Grandma Carmela Answers Your Sex And Dating Questions
If you're not sure what an orgasm feels like, we found an eighty-six-year-old grandmother to explain it to you.
A little while back, we ran a letter full of unfiltered advice about sex and dating, sent to Alison DeNisco by her eighty-six-year-old Grandma Carmela. Response was enthusiastic, to say the least. But we thought you might have some sex and dating problems that weren't addressed in the letter. So here are your sex and dating questions, answered by Grandma Carmela, with commentary by Alison. Try these on your own grandparents with caution.
Could you please give us your answer on the age-old question, "How do I have an orgasm, and how can I tell I'm actually having one?"
Grandma: Your body explodes, vaginally and clitorally, and you fall asleep afterwards. If you're attracted to your boyfriend it is a natural thing. You can try the top position. There has to be communication — tell him where you like to be touched and kissed.
Alison: I think Grandma said it all — and also, get to know your body and don't be afraid of it.
Do you believe in love at first sight or is it always just infatuation?
Grandma: Yes, yes, yes. I believe in it. You are a lucky man. It is usually "true love." You know immediately that she was meant for you, without ever touching her. Don't throw this away. You're blessed — soul mates are forever.
Alison: I'm not sure why we're assuming this is a man, Grandma, but okay. I have yet to experience infatuation at first sight that actually turns into love, but my parents claim that's how it went for them, so I'm willing to believe.
I'm in a great relationship right now — I've been with my girlfriend for five years. But I'm worried that things are too serious for how young we are. I feel like I'm being rushed into my thirties and a commitment I'm not ready for. I just wish I'd met her three years from now. I don't know what to do — I feel my twenties slipping away and I'm afraid I'm not making the most of them. Any words of wisdom?
Grandma: Your girlfriend wants a commitment after five years of dating? She is right to expect one. You are afraid of commitment, but you are not afraid of using her for sex. I think you feel you have not finished sowing your wild oats. Separate. Date others. This will help you decide if you want to commit totally, or just like the steady sex. I would advise your girlfriend to move on. You don't want the relationship to go further than sex only. Get lost!
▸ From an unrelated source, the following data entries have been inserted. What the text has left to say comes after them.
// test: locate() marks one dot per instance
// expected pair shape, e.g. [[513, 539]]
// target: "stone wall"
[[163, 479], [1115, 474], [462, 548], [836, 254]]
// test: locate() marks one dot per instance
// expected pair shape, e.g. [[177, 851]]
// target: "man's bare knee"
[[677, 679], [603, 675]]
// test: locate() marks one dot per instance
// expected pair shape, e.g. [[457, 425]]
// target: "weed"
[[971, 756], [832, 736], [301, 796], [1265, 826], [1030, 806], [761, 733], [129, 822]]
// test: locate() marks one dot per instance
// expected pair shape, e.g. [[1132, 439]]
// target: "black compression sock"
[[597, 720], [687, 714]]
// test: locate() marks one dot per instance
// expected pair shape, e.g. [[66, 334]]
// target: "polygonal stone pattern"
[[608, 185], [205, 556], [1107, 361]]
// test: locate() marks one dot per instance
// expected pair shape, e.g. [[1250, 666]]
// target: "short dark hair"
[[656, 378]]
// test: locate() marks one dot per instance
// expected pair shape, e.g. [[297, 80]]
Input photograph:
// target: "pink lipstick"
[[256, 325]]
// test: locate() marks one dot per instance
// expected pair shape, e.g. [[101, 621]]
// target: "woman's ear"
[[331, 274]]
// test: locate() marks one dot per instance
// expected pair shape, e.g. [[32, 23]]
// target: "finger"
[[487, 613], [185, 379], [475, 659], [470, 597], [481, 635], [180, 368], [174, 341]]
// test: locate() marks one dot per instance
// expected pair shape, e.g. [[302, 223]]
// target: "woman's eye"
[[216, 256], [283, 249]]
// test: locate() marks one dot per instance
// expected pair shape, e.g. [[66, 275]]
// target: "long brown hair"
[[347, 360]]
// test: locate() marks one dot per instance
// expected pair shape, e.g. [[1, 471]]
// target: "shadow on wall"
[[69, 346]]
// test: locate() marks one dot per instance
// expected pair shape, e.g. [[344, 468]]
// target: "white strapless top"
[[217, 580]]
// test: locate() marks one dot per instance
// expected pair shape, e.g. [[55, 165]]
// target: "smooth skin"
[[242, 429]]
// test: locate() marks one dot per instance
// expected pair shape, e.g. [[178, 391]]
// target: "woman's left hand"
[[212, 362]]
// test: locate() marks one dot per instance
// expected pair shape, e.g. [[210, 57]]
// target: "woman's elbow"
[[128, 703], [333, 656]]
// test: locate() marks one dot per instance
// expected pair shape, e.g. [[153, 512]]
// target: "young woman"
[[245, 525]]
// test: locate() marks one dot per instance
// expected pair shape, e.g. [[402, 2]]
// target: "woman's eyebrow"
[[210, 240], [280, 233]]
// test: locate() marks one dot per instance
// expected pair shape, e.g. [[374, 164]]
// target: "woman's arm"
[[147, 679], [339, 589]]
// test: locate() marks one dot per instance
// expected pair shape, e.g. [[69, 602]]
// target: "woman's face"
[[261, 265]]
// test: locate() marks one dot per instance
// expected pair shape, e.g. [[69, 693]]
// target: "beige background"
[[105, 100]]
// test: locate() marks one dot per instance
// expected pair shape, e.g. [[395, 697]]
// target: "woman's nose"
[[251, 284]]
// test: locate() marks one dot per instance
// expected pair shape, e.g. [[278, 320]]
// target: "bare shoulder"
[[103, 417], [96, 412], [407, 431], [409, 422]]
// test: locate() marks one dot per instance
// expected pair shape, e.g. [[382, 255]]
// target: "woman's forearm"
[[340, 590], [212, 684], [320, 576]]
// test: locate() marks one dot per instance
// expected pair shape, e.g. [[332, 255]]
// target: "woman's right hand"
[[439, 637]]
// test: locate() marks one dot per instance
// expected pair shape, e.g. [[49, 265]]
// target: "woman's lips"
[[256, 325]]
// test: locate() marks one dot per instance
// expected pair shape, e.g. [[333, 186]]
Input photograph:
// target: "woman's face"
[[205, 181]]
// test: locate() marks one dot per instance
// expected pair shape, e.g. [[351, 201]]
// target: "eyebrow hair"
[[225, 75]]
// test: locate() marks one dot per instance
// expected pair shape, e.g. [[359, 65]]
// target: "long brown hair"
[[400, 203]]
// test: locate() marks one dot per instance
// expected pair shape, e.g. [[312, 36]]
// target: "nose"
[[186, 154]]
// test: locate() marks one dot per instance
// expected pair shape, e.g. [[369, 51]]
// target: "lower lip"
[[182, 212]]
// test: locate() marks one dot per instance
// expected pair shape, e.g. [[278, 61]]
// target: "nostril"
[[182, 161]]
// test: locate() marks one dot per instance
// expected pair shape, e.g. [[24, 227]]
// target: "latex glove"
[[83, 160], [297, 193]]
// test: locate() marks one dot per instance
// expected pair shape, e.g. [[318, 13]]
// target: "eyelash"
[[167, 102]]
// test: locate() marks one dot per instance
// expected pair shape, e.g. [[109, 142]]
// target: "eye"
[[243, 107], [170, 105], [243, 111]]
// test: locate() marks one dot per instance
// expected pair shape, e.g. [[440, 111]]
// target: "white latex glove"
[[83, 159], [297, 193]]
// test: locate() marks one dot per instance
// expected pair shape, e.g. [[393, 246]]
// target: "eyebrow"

Alison: Grandma is making some unfair assumptions here — I'm sure you aren't using your girlfriend of five years for sex (and if you are, well, what Grandma said). Is she asking for a commitment, or is it possible she feels as unsure as you do? You should talk about it, and see how she's feeling. If you're on the same page, it might not hurt to take a break, and see other people (though if she does want the commitment, this could potentially ruin things with her). You don't want to end up resenting her because you feel like you haven't experienced enough — though you should also keep in mind that the late-twenties single life may not be as great as you're expecting.
I've been courting a girl for months now. We spend a lot of time together, and we like each other, but she always tells me she's not ready to date. Do I tough it out and wait until she's ready, or is she leading me on?
Grandma: It seems strange — girls today want a boyfriend so badly, and she's not ready to date? If she were into you, she'd want to sleep with you. Move on — she's wasting your time. Find someone who enjoys your company and wants to be with you.
Alison: Unless she has a very good reason for not being ready, she's leading you on. Why wouldn't you want to date someone who you like and spend lots of time with (if you're attracted to them and connect with them, that is)? It sounds like she's waiting for someone better to come along. I agree with Grandma — move on.